O= ontsluiting; hoeveel cm 1- 10 cm de portio verstrijkt en open staat.

V= vliezen of deze wel of niet zijn gebroken.

I= indaling dit wordt gemeten aan de vlakken van Hodge, bijvoorbeeld H1= is de bekkeningang. Dit geeft informatie over waar het hoofd van de kind zich bevindt in het geboortekanaal.

A= aard van dat deel wat voor ligt bijvoorbeeld de schedel, de stuit.

S= stand van dat voorliggende deel bijvoorbeeld de achterhoofligging.

 

Wanneer de partus zich aandient zijn er zichtbare sigalen; tekenen (verlies van de slijmprop), breken van de vliezen, om de 5 minuten weeën en onzichtbare signalen; daling progesteron, oxytocine en prostaglandines komen vrij. Totale duur eerste partus 12-24 uur.

Soorten weeën:

1. Voorweeën; zorgen voor verweking portio en indaling van het hoofd.

2. Ontsluitingsweeën; zorgen voor het verstrijken van de cervix, hierbij wordt deze naar binnen getrokken en worden de wanden dunner, de portio wordt geopend.

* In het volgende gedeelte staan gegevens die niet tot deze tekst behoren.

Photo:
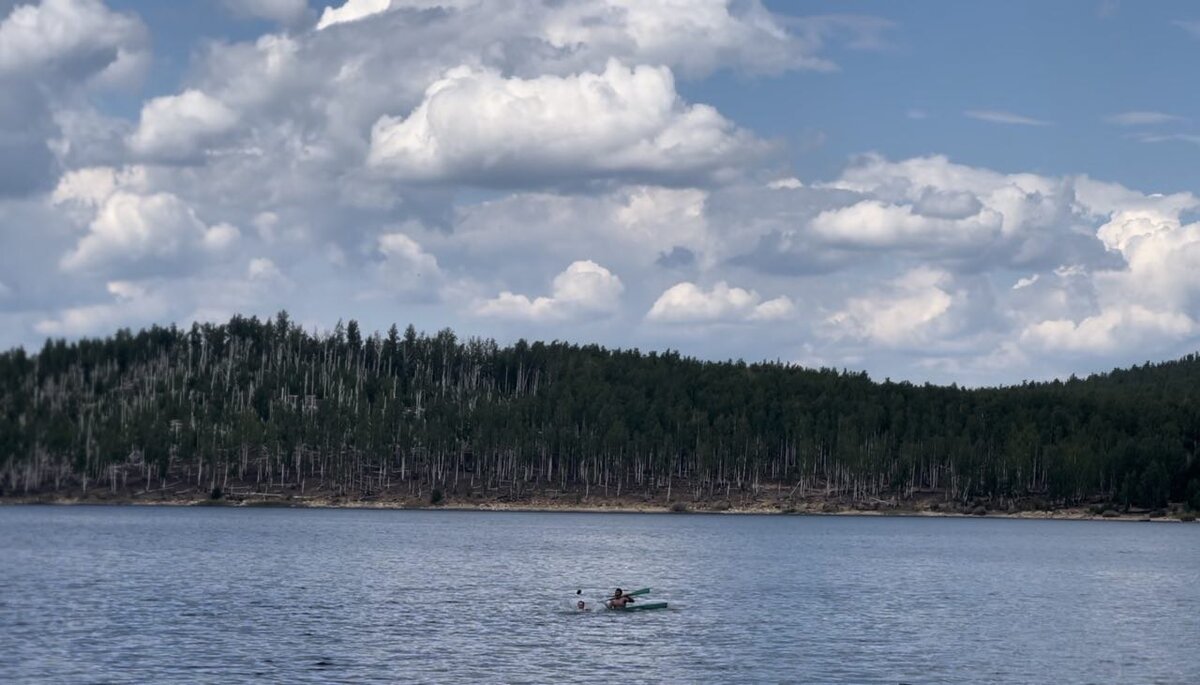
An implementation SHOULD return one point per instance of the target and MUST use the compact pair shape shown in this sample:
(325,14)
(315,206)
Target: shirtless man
(619,600)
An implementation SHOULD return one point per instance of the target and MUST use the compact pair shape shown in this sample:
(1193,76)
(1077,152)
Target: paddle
(630,594)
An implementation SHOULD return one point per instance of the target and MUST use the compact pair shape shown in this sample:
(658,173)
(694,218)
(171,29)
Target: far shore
(613,505)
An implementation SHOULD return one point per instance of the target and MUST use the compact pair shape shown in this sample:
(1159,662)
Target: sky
(949,192)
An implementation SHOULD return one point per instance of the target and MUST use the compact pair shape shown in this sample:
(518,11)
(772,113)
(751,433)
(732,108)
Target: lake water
(201,595)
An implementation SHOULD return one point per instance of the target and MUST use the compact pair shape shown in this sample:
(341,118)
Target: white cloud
(787,184)
(352,11)
(131,304)
(73,38)
(1117,329)
(282,11)
(915,310)
(477,126)
(585,288)
(874,223)
(407,268)
(180,126)
(695,36)
(999,116)
(132,227)
(688,302)
(1143,118)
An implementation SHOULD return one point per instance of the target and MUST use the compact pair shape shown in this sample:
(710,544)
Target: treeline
(265,404)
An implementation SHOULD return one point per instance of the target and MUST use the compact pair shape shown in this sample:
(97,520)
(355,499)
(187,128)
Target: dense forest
(263,406)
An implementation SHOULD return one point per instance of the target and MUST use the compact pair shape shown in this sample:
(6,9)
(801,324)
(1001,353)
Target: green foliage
(267,403)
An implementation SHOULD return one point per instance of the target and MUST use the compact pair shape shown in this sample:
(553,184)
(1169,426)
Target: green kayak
(645,607)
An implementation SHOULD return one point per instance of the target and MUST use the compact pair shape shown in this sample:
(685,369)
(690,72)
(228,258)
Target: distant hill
(263,404)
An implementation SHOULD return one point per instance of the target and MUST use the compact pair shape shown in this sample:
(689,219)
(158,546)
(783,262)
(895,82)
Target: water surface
(235,595)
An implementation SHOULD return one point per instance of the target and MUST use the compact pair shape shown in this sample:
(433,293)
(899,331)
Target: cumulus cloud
(688,302)
(281,11)
(1114,330)
(915,310)
(131,304)
(52,55)
(179,126)
(873,223)
(477,126)
(696,36)
(583,289)
(406,268)
(352,11)
(72,38)
(131,227)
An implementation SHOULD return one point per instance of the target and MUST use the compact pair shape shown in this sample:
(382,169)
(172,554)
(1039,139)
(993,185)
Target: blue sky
(970,192)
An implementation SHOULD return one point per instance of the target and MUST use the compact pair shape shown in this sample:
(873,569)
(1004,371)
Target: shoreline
(604,506)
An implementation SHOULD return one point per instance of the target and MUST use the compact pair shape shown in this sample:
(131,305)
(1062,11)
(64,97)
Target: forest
(263,406)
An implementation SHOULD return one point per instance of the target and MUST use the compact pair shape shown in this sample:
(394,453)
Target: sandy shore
(612,505)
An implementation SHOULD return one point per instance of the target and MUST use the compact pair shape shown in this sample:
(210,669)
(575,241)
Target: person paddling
(619,600)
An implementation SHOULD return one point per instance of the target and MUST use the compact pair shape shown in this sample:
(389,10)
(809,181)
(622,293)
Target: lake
(95,594)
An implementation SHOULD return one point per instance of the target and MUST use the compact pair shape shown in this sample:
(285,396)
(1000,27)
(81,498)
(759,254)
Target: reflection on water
(136,595)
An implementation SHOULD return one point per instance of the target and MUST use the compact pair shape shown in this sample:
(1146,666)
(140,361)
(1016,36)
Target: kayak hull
(642,607)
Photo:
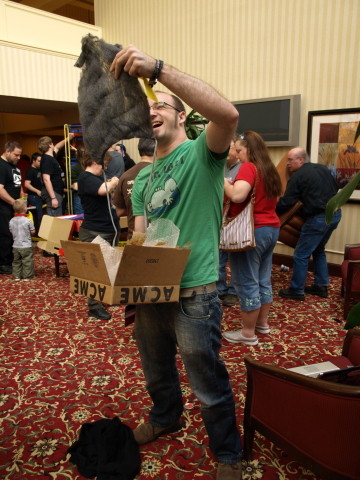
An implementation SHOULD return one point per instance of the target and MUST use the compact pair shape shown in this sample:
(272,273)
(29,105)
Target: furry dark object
(106,449)
(110,110)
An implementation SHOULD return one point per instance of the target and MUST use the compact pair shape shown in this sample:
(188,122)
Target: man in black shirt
(10,189)
(313,185)
(52,175)
(33,185)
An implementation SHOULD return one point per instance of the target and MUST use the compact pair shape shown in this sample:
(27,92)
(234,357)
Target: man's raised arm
(197,94)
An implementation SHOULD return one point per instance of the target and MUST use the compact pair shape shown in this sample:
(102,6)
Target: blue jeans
(222,286)
(77,207)
(251,270)
(314,235)
(192,326)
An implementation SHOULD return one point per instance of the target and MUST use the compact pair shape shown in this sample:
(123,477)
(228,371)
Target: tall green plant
(336,202)
(343,195)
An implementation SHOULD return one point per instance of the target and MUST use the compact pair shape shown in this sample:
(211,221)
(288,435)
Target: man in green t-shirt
(185,185)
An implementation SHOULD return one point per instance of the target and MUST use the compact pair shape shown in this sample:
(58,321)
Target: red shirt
(264,208)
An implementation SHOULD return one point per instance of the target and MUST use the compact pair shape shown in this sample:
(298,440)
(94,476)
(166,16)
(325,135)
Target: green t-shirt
(187,187)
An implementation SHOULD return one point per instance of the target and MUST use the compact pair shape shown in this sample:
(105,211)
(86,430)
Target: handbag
(237,233)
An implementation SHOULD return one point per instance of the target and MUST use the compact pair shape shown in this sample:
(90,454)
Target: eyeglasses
(161,105)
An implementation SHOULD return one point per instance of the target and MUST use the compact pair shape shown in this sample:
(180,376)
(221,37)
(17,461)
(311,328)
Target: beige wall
(35,48)
(254,48)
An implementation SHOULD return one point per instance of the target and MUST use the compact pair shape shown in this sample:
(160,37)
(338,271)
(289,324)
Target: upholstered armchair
(316,421)
(350,273)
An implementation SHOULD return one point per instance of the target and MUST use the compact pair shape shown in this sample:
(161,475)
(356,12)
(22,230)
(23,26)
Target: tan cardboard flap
(85,260)
(123,222)
(55,229)
(48,246)
(151,265)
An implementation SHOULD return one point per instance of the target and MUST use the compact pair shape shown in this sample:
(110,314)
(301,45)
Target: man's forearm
(200,96)
(6,197)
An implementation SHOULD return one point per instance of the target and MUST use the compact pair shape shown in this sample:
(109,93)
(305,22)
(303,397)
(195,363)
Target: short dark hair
(146,147)
(34,156)
(11,145)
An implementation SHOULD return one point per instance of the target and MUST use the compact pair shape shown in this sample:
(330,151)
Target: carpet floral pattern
(60,369)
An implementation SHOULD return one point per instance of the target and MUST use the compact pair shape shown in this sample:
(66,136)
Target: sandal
(262,329)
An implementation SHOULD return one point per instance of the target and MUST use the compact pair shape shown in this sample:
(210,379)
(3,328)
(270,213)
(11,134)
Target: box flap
(151,266)
(55,229)
(85,260)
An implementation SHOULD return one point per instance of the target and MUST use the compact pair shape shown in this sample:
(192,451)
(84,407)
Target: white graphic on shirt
(164,198)
(17,177)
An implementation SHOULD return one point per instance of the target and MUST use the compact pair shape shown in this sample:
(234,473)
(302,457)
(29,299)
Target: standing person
(99,216)
(21,229)
(115,166)
(10,189)
(226,291)
(75,171)
(313,185)
(52,175)
(122,194)
(33,185)
(251,269)
(185,186)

Signalen bij volledige ontsluiting (10cm):

3. Uitdrijvings-of persweeën; zorgen voor krachtige weeën a 2-4 minuten, ze drijven de baby naar buiten. De uterus voelt als een harde bal. De vrouw heeft geen controle meer over deze weeën.
Indien nodig zal de verloskundige of gyaecoloog een episiotomie zetten bijvoorbeeld als het perineum uit kan scheuren.
De uitdrijvingsperiode duurt 30-60 minuten, de baby draait in de uterus naar de zijkant; inwendige spildraai, daarna is de schedel van de baby zichtbaar; insnijden van het hoofd, het hoofd staat, doorsnijden van het hoofd, als laatste volgt de uitwendige spildraai, hierbij draait het lichaam een kwartslag als het hoofd is geboren.
 
Bekijk het volgende animatiefimpje van youtube
Figuur 3: https://www.youtube.com/watch?v=Xath6kOf0NE
 
4. Nageboorte weeën; om de placenta geboren te laten worden nadat het kind eruit is. Dit wordt ook wel de nageboorte periode genoemd. Het bloedverlies van de placenta is ongeveer 150-300 ml.
Er kan oxytocine worden gespoten, dit zorgt voor krachtige weën om de placenta geboren te laten worden.
 
5. Naweeën; tijdens het postplacentaire tijdperk; duurt ongeveer 2 uren, er kan eventueel gehecht worden, de lichamelijke verzorging van moeder en kind met daarbij de controles.
De periode hierna tot ongeveer 8 weken heet: puerperium.
 
Een onbeschreven regel is dat men de kraamvrouw pas feliciteert nadat ook de placenta is geboren en de hechtingen gezet zijn.